Pour comprendre en quoi un draw call peut se traduire en plusieurs commandes, prenons l'exemple suivant. On souhaite rendre un objet avec une texture bien précise, mais celle-ci n'a pas encore été chargée en mémoire vidéo. Dans ce cas, le draw call utilisera une commande pour copier la texture en mémoire vidéo, puis une seconde commande pour rendre l'objet dans le framebuffer. Par contre, si la texture est déjà en mémoire vidéo, le draw call se traduira en une unique commande de rendu 3D. Il en est de même si le mesh n'est pas encore en mémoire vidéo : il faut exécuter une commande pour copier le mesh dans la mémoire vidéo.

Il faut préciser que c'est la même chose si le draw call exécute un shader pour la première fois . Le driver doit compiler le shader pour la première fois, puis utiliser une commande pour mettre le résultat en mémoire vidéo, puis enfin effectuer le rendu. Cela explique le shader stuttering présent dans certains jeux récents, à savoir le petit ralentissement très énervant qui survient quand un shader est compilé en plein milieu d'une partie de jeu. Il est possible de limiter ce problème en compilant des shaders à l'avance, histoire de préparer le terrain pour les futurs draw calls, dans une certaine mesure, mais cela demande du travail, qui n'est possible que le nombre de shaders à compiler reste faible.

Les commandes graphiques sont envoyées au driver de la carte graphique. Il transforme alors ces commandes graphiques en commandes matérielles, compréhensibles par le matériel, en quelque chose que le GPU peut exécuter.
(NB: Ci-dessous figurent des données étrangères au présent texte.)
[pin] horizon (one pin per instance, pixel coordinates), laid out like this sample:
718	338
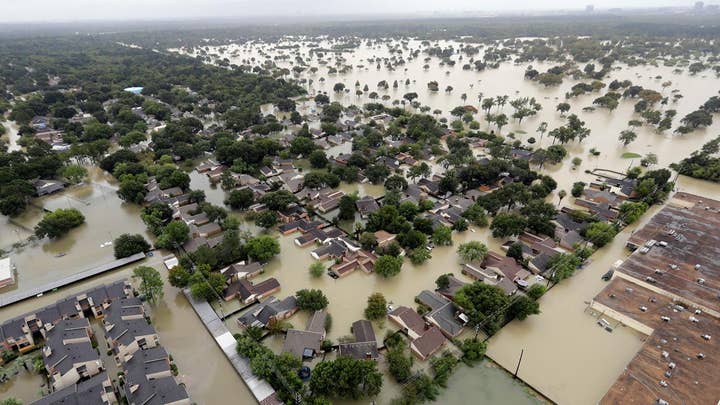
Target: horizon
48	12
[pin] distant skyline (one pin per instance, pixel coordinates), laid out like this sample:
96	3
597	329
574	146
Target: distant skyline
84	10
Le format des commandes matérielles est spécifique à chaque marquer de GPU, les GPU NVIDIA, Intel et AMD n'utilisent pas le même format de commande. Il est même possible que chaque GPU ait son propre format pour les commandes matérielles. Aussi, nous allons nous arrêter là pour le moment et laissons cela au chapitre sur le processeur de commande.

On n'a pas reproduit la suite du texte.